A restaurant that opened in 1973, which was one of the first classical French restaurants in Auckland and is still holding its own today, has to be a bit of a legend. Antoine’s in Parnell, Auckland still caters to loyal diners and also gathers a steady stream of new clientele. They must be doing something right. Right? Over the last 44 years, Tony and Beth Astle have hosted celebrities, world media and families with high standards and good taste.
For all of this, Tony was awarded a lifetime achievement award at the
Cuisine Restaurant of the Year Awards 2012 (now the Cuisine Good Food Awards). Upon making the mad dash from a full-on service at Antoine’s to the awards, he grabbed his certificate, announced he was not dead yet and challenged every chef and restaurateur in the room as to why they weren’t at work rather than poncing about at the event. Now Tony is the first person to admit that he is his own worst PR nightmare, but there is a lot of valuable knowledge under that chef’s jacket, and anyone who can last over 44 years in the hospitality business anywhere in the world is a bit of a legend in my book.
It’s impressive that Tony presents a nostalgia menu that still delivers Antoine’s bestsellers. Most of the dishes have evolved over the years, as a good dish does, but the onion soup remains a keeper from day one, as is – or was.
Back in 1983, the opening paragraph of The New Zealand Restaurant Cookbook reads: “New Zealand is quickly becoming more sophisticated in its style of eating and in the preparation and presentation of its dishes. In Europe, especially France and Italy, the main meal has long been a ritual – a drawn-out affair that is the hub of social and family life.”
It goes on to tell us that: “Here in New Zealand the traditions are not so pronounced. Meals have been historically divided into a short breakfast, a quick lunch and uninspiring dinners. But slowly, with the advent of so many more restaurants, and the availability of a much wider range of meat, seafood, vegetables and other ingredients, our style of eating is changing. Added to this is the improvement in the standard and the increased consumption of New Zealand wine. All these add up to a greater interest in food, cooking, dining out and making the nightly meal a more social
There is a lot of valuable knowledge under that chef’s jacket, and anyone who can last over 44 years in the hospitality business anywhere in the world is a bit of a legend in my book.

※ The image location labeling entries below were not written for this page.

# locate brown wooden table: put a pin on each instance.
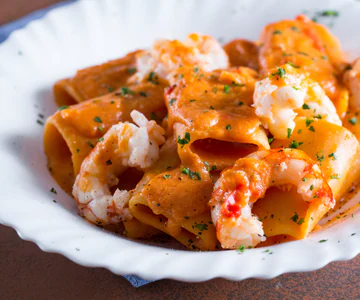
(28, 273)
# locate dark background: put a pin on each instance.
(28, 273)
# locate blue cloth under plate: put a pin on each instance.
(5, 31)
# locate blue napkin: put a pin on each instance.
(5, 31)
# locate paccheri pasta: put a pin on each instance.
(218, 147)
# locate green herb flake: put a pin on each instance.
(143, 94)
(295, 217)
(328, 13)
(97, 119)
(131, 70)
(319, 157)
(311, 128)
(226, 89)
(241, 249)
(308, 122)
(289, 130)
(191, 174)
(353, 120)
(332, 155)
(201, 227)
(295, 144)
(293, 65)
(171, 102)
(63, 107)
(91, 144)
(185, 140)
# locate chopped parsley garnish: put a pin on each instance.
(293, 65)
(353, 120)
(153, 116)
(295, 217)
(319, 157)
(303, 53)
(295, 144)
(131, 70)
(125, 91)
(308, 122)
(327, 13)
(280, 71)
(207, 165)
(185, 140)
(241, 248)
(332, 155)
(311, 128)
(153, 78)
(171, 102)
(97, 119)
(191, 174)
(201, 227)
(289, 132)
(301, 221)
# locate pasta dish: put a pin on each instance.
(220, 147)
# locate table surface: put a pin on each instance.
(29, 273)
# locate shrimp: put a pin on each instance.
(199, 51)
(287, 93)
(239, 187)
(352, 81)
(124, 145)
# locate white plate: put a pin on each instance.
(90, 32)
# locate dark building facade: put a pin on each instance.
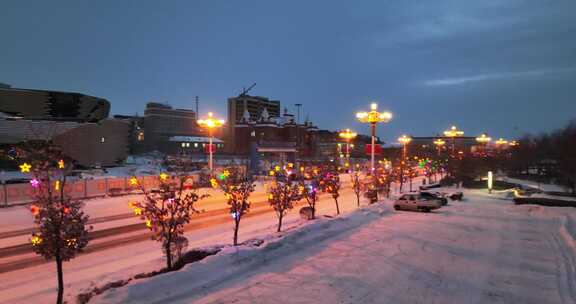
(52, 105)
(254, 106)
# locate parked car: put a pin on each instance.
(435, 195)
(416, 202)
(456, 196)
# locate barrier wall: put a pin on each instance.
(13, 194)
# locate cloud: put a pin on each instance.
(494, 76)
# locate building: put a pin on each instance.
(168, 130)
(77, 123)
(103, 143)
(52, 105)
(254, 105)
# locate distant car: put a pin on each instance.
(456, 196)
(417, 202)
(435, 195)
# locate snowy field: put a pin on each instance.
(481, 250)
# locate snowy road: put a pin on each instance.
(482, 250)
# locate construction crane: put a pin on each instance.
(245, 91)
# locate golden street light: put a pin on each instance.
(348, 136)
(483, 138)
(210, 123)
(404, 140)
(453, 132)
(500, 142)
(373, 117)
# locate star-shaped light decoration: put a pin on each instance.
(213, 182)
(163, 176)
(35, 183)
(25, 168)
(35, 240)
(34, 210)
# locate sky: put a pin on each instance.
(504, 67)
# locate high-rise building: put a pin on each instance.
(52, 105)
(254, 105)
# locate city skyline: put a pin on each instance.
(495, 67)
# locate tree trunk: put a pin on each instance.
(168, 254)
(337, 207)
(60, 279)
(280, 222)
(236, 227)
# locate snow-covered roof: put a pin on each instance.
(194, 139)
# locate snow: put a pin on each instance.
(483, 249)
(480, 250)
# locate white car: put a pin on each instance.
(417, 202)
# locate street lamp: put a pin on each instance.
(373, 117)
(404, 140)
(501, 142)
(348, 136)
(453, 132)
(439, 144)
(210, 123)
(483, 139)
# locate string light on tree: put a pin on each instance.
(25, 168)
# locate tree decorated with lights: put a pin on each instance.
(237, 188)
(282, 194)
(60, 224)
(167, 211)
(357, 186)
(332, 182)
(309, 184)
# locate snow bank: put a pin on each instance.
(233, 263)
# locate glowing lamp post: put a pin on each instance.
(210, 123)
(490, 181)
(501, 142)
(483, 139)
(373, 117)
(348, 136)
(453, 132)
(404, 140)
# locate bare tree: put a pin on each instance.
(237, 187)
(332, 182)
(166, 211)
(281, 196)
(357, 186)
(61, 230)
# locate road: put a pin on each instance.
(112, 237)
(482, 250)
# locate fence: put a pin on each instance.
(15, 194)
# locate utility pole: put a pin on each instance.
(298, 107)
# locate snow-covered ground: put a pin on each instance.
(477, 251)
(481, 250)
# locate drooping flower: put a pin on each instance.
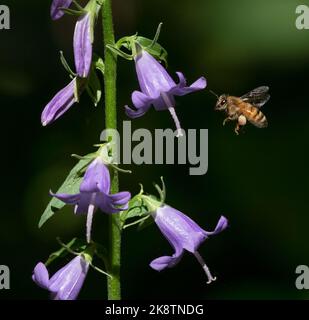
(55, 10)
(95, 192)
(158, 88)
(67, 96)
(61, 102)
(83, 45)
(183, 234)
(66, 283)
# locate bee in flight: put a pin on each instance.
(246, 107)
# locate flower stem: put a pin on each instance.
(113, 284)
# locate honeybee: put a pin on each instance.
(246, 107)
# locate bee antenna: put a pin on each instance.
(214, 94)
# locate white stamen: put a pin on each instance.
(90, 212)
(172, 111)
(205, 268)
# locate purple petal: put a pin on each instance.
(83, 46)
(181, 89)
(166, 261)
(141, 102)
(55, 11)
(61, 102)
(66, 198)
(96, 178)
(179, 229)
(40, 275)
(152, 76)
(113, 203)
(221, 225)
(67, 282)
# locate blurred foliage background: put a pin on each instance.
(258, 179)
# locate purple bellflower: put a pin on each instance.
(158, 88)
(67, 96)
(55, 10)
(183, 234)
(95, 193)
(66, 283)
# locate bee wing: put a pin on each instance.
(258, 96)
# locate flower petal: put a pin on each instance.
(60, 103)
(181, 89)
(55, 11)
(221, 225)
(40, 275)
(152, 76)
(113, 203)
(67, 282)
(96, 178)
(141, 102)
(179, 229)
(66, 198)
(83, 203)
(83, 46)
(166, 261)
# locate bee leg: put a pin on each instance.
(237, 128)
(240, 123)
(226, 120)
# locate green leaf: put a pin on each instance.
(70, 185)
(98, 63)
(75, 245)
(144, 224)
(136, 209)
(156, 50)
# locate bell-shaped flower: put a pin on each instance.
(183, 234)
(67, 96)
(95, 192)
(158, 88)
(66, 283)
(55, 10)
(61, 102)
(82, 44)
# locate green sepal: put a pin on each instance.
(74, 245)
(70, 185)
(80, 84)
(93, 88)
(66, 65)
(137, 208)
(98, 63)
(150, 45)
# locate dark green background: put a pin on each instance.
(258, 179)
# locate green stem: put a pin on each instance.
(113, 284)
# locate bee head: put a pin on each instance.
(221, 103)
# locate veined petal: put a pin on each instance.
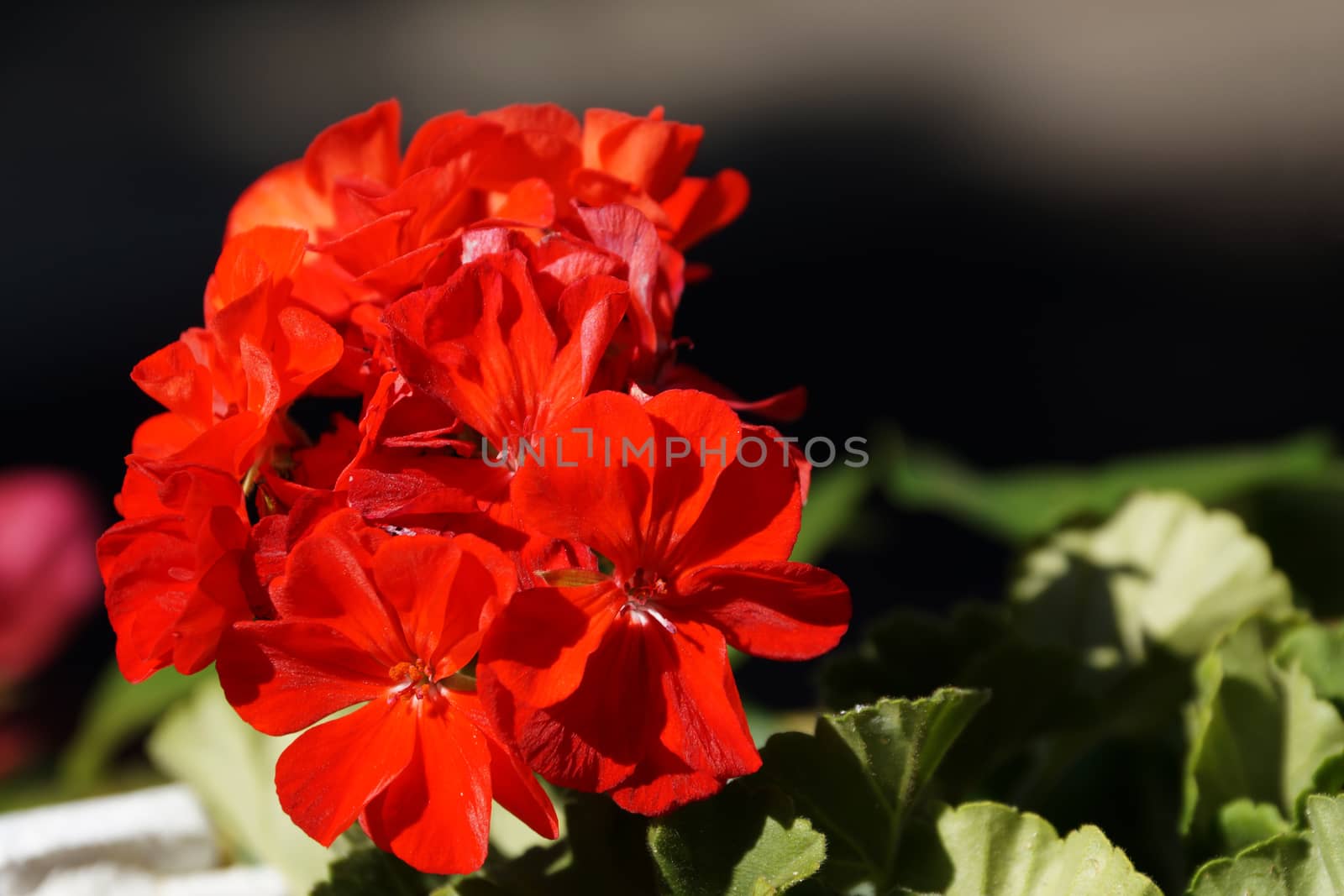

occasion. Perhaps in years to come, New Zealand may move even closer to the French style of eating. In France you can visit a country restaurant and you don’t choose from the menu, the cook has already worked out what will be served and you merely wait for it to arrive.”
Sound familiar? It’s a brave chef who completely removes our freedom of choice and yet it is happening at many restaurants across New Zealand. As we surrender to the chef’s seasonal and local selection, we are thrilled with the textures and tastes of an authentic New Zealand. Pasture, Meredith’s, Roots, Sidart and many more are going down that road.
WE BRING YOU NEWS on page 47 of the much-anticipated opening of chef Alex Davies’ Gatherings in Christchurch. Last year while attending the impressive International Food Design Conference 2016 in Dunedin, I went to a pop-up by Alex and sat down to roasted carrot and hazelnut served with lemon, parsley and thyme. I’m ashamed to admit that the sound of this dish underwhelmed me. Yet the delivered plate paired with the perfect natural wine burned that carrot into my mind as the most amazing carrot I have ever tasted. A carrot that might never be beaten – or eaten – again. Who knew that I could become so emotional over a single carrot? Have I peaked too soon?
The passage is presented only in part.